Inventor is the study found that Eupatorium adenophorum petroleum ether extract and three kinds of active constituents can block the thin of cancer cell Born of the same parents' period makes it be stuck in G2 phases or M phases, and can induce the apoptosis of this two quasi-cancer cell.
Thus illustrate, which can be used for the treatment of cancer, such as liver cancer, breast cancer, lung cancer, gastric cancer, god Through blastoma, nasopharyngeal carcinoma, prostate cancer or carcinoma of urinary bladder.Optionally, it is used for the treatment of liver cancer.
Further, of the invention in order to make drug discharge active component rapidly, continuously and in a very long time Pharmaceutical composition can be manufactured according to those conventional methods in the art are disclosed in.The administration of the drug of present embodiment Approach can be oral, nasal inhalation or parenteral administration.Including the preparation of the composition can be tablet, soft capsule, ebonite Capsule, oral solution, pill, suppository, powder, particle, emulsion, syrup, aerosol, sterile injectable preparation and sterilized powder etc..

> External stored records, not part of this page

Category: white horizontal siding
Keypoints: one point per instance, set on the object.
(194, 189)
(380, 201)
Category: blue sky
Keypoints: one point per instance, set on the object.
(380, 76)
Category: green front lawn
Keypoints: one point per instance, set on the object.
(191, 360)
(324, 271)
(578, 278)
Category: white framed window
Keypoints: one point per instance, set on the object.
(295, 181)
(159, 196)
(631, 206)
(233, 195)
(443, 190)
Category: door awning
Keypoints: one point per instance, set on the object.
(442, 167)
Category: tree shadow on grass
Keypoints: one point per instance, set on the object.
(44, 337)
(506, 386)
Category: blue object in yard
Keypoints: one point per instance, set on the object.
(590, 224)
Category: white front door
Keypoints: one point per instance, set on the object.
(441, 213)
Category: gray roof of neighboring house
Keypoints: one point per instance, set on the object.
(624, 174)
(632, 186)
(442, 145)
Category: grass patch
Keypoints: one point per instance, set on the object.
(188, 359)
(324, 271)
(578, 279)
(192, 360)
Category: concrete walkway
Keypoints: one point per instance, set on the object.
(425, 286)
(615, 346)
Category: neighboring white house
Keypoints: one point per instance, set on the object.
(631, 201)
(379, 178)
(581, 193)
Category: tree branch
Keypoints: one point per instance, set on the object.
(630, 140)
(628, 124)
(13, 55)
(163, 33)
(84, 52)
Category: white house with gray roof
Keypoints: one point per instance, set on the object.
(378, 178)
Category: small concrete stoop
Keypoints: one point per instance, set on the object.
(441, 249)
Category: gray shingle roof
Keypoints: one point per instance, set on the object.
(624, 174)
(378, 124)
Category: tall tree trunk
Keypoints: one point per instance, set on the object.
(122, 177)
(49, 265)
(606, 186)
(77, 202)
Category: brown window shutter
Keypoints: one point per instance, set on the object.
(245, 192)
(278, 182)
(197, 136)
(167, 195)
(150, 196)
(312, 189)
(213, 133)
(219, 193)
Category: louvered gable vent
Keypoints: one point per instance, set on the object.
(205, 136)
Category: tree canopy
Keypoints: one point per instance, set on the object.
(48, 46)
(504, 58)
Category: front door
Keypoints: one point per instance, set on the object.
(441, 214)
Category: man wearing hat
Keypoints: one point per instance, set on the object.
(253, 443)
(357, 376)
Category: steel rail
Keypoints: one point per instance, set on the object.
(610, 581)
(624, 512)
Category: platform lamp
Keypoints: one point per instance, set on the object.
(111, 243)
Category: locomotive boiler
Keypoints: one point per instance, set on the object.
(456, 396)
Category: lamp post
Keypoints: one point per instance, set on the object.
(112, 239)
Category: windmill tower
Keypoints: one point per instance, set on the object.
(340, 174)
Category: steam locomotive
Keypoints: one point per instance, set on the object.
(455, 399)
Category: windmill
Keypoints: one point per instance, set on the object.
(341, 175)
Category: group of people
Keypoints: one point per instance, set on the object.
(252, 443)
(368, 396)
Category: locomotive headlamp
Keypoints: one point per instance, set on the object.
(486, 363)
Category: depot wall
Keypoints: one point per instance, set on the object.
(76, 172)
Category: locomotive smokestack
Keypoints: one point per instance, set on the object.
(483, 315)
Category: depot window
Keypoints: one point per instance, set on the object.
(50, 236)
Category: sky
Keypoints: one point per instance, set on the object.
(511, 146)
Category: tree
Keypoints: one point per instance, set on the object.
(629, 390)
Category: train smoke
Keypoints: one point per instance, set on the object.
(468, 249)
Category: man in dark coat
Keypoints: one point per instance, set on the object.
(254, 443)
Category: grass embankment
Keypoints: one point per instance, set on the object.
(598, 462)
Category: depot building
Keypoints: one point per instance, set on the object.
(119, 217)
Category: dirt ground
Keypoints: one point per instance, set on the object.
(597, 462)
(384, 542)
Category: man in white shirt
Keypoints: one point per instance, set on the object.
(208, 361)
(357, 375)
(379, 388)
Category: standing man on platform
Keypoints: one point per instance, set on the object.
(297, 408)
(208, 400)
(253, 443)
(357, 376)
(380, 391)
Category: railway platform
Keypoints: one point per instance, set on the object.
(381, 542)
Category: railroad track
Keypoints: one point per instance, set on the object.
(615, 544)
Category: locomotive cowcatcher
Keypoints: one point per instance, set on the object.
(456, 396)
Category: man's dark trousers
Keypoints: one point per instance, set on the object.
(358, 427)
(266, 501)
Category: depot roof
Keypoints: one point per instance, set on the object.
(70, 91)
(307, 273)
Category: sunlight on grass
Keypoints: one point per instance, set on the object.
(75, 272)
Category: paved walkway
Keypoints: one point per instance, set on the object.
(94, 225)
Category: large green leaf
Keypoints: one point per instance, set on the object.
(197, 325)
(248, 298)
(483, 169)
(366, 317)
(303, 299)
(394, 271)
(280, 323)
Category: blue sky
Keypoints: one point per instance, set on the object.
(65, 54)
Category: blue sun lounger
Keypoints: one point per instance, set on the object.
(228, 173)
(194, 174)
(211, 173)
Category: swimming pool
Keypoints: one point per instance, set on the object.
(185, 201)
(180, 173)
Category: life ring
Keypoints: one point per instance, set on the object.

In the present invention, it is physiologically may be used that term " pharmaceutically acceptable ", which refers to the compound when compound is to human administration, Receive, and the allergic reactions such as gastrointestinal disturbance, dizziness or these similar anaphylactoid systemic anaphylaxis will not occur.
In the present invention, " pharmaceutically acceptable carrier or auxiliary material " includes but not limited to:Adhesive (such as microcrystalline cellulose Element, alginates, gelatin and polyvinylpyrrolidone), filler (such as starch, sucrose, glucose and anhydrous lactic acid), disintegrant (such as cross-linked pvp, crosslinked carboxymethyl fecula sodium, croscarmellose sodium and low-substituted hydroxypropyl cellulose), lubricant (magnesium stearate, aluminum stearate, talcum, polyethylene glycol, sodium benzoate), wetting agent (such as glycerine), surfactant (such as hexadecane Alcohol) and sorbefacient, corrigent, sweetener, diluent, coating agent etc..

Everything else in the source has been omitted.